I have always wanted to understand how transgender I am. The science of transgender is immature and there is no precise explanation, genetics and epigenetics (The Two Factor Theory*) being the current focus of scientists, but to date there is no absolute measure of how transgender a person may be.
But I need to know because my marriage is at stake; I want to stay married to my wife but she did not marry a woman - I only told her about my transgender status several years into the marriage - but she sees in the media the term "transgender" being applied to only those people who have fully transitioned from one binary gender to the other gender. But I am non-binary gender-fluid, which means I only present as a woman on a part-time basis and only socially, I do not have a need to make any physical or legal changes.
And in the absence of empirical absolute measures, I make the judgement by comparing myself to other trans-people. In other words I measure my degree of transgender by relative comparisons, and hence have developed the Theory of Transgender Relativity, which applies empirical measures to the two variables that govern how transgender a person is, the degree (or power) of their gender dysphoria, and the degree of transition they are prepared to undergo to feel comfortable in their preferred gender identity.
*See Professor Thomas Bevan's book The Psychobiology of Transsexualism and Transgenderism, A New View Based on Scientific Evidence
**Please note that the only thing I have in common with Einstein is that when we were both young men we had exactly the same hairstyles.
Theory of Transgender Relativity
All transgender people begin their trans journey from the moment they feel the affect of gender dysphoria, that anxiety and uncomfortable feeling associated with gender incongruence. They then have to choose if they want to embark on a series of options for transitioning to their preferred gender.
They can choose just social changes, for example clothes, make-up, hair-styles or they can go the next step and make physical changes, including taking hormones or having surgical interventions like breast enlargement or reduction surgery and genital plastic surgery, and they can make legal changes like changing their name by deed poll or birth certificates by obtaining a gender recognition certificate. And as appropriate they can choose whether to make any or all of these changes fully or partially.
These decisions are dependent on several factors, including age, strength of gender dysphoria, desire and determination to transition, and lifestyle factors. They will have to consider the impact on family, other relationships, employment, and their own personal mental and physical health.
But it is the degree of gender dysphoria that will drive the person to make these life-changing decisions, and my observation of my trans-friends is that this feeling is more powerful in some than others. So I have developed this table to provide an empirical measure of how the degree of gender dysphoria relates to the desire to make changes (rather like the Beaufort Scale relates wind speed to observed conditions at sea or on land).
Each trans-person is unique; they know how powerful their gender dysphoria is, and resulting impact on their mental health, but two people with equally debilitating gender dysphoria will have many other factors that determine their degree of transition (my main factor is the impact on my marriage and friendships). This table gives an empirical measure of the degree of transition that a person can undertake.
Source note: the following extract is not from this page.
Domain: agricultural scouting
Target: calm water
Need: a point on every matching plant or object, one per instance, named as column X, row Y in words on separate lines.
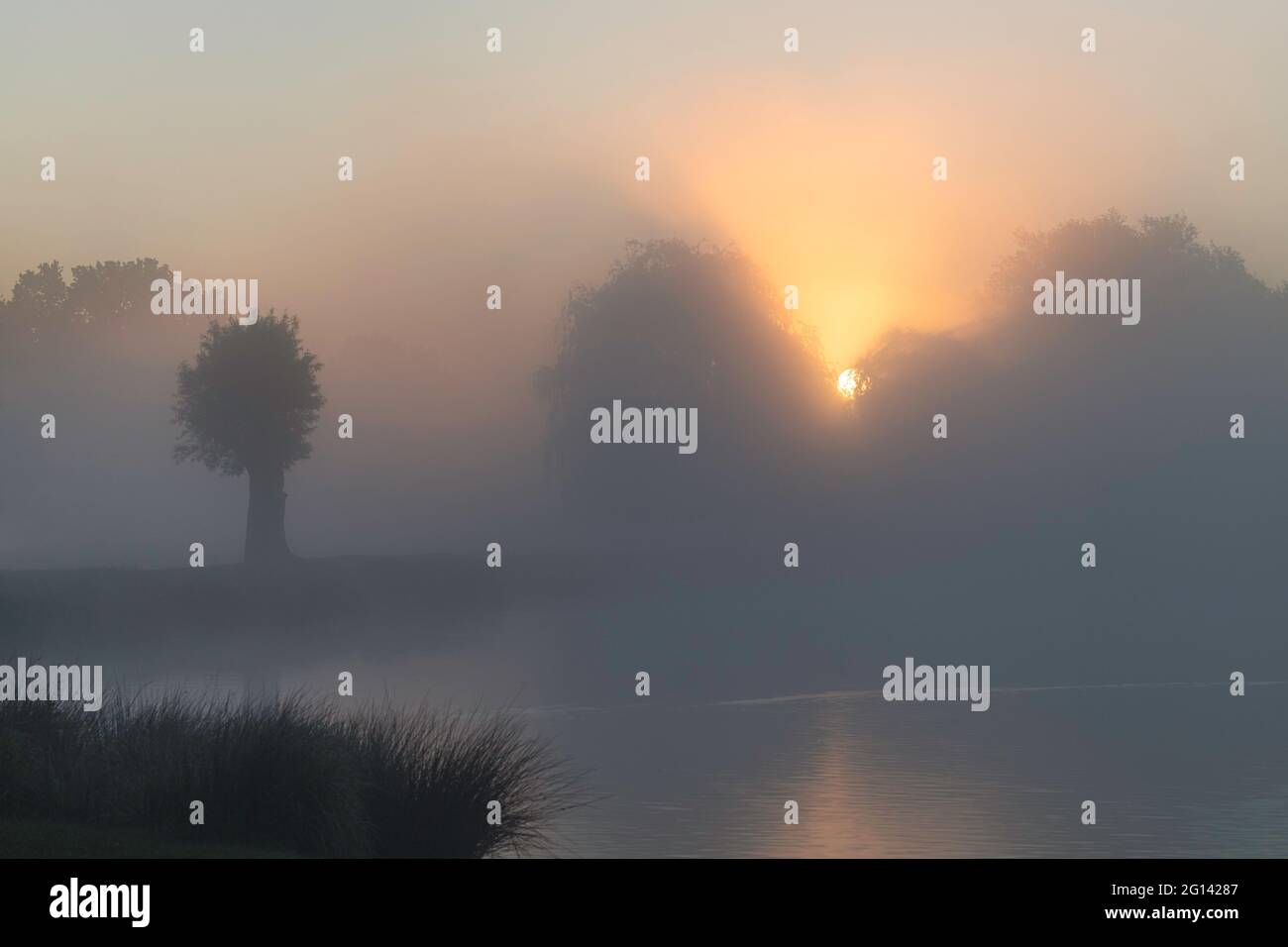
column 1173, row 771
column 769, row 692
I have taken these two empirical measures and multiplied them together to give a final relative percentage of degree of transgender.
So, using my situation as an example, I have only been aware of my transgender status since I was 13 when I started wearing my mother's and sister's dresses; I was not aware of my gender dysphoria at the earliest age (4 or 5 years old is typical) and for me it was not powerful and all-consuming but rather it was (and still is in my middle age) just irritating and annoying.
And whilst I feel at my most comfortable and healthy when presenting fully as a transwoman, I cannot live like this 100% of time due to relationship and lifestyle factors.
So I give myself a score of 5 for degree of gender dysphoria and 6 for degree of transition, a transgender score or percentage of 30%. This is so important to me because it shows my wife and friends that I do not want to transition to live my live fully as a woman, and my marriage and friendships stay intact as a result.
How Transgender are you and why does it matter?
If you have complications in your life resulting from your transgender status, you may find it useful to apply the Theory of Transgender Relativity to your own situation.
Many trans-people live in the closet, afraid to let their friends, family and colleagues know that they are a trans-person. Many of these are males in relationships with females and the man is frightened that if he reveals that he prefers to present his feminine side on occasion, his female partner will think that he wants to live 100% as a woman, including have the respective surgical and hormonal treatments.
However many MTF trans-people present their feminine side only on a partial rather than full-time basis, presenting their female persona perhaps once or twice a week for example. This is enough to satisfy their desires and manage their gender dysphoria (anxiety).
To avoid this assumption and fears of the wife that her husband wants to live as a woman for the rest of his life, by calculating your percentage transgender using this theory will show empirically to your wife that you are only mildly transgender and ameliorate her fears.